While we gather all real and fake news propagated by the media, we only use Twitter to investigate the population’s behavior. To analyze population behavior, surveys can provide high-quality data, albeit at a cost. While a national survey is beneficial, it is an expensive and time-consuming endeavor. Due to the fact that we wish to track multiple metrics of community resilience over an extended period of time, the availability of datasets is critical. Note that there is a trade-off between the quality, sample size, period, availability, and cost of datasets. Further research can compare the correlations between fake/real news and surveys.
We use anxiety, anger, and sadness to determine the level of community wellbeing. Additional wellbeing metrics can be added. This necessitates the development of new techniques for assessing other possible community well-being indicators.

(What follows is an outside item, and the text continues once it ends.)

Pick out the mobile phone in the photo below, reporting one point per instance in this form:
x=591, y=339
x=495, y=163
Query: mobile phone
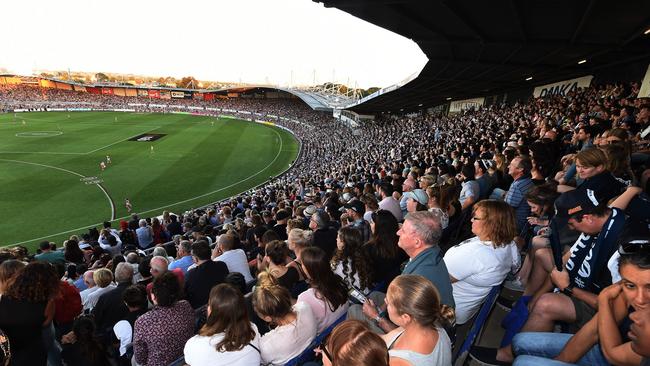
x=357, y=295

While Twitter may not be representative of the US population, it can provide insight into how people live their lives. Nonetheless, considering additional social media platforms may be beneficial for future research.
Related Work
Community resilience (CR) refers to the ability of a social system to absorb the impact of the stress and cope with threats and adapt to post-event situations by reorganizing, changing, or learning to cope with the threat from the disasters [16, 17]. This definition is well aligned with the general concept of system resilience in terms of its fault tolerance (i.e., functioning under threats or errors), adaptability (i.e., adapting to disruptions), and recoverability (i.e., recovering quickly from the disrupted situations) [15]. Community resilience has been measured based on various types of metrics [18, 19, 20]. CR can be defined differently depending on different disasters faced in the past [21]. However, it has been commonly considered with a measure of resilience whether a society functions in terms of social, economic, institutional, infrastructure, community capital, and ecological aspects [22, 23].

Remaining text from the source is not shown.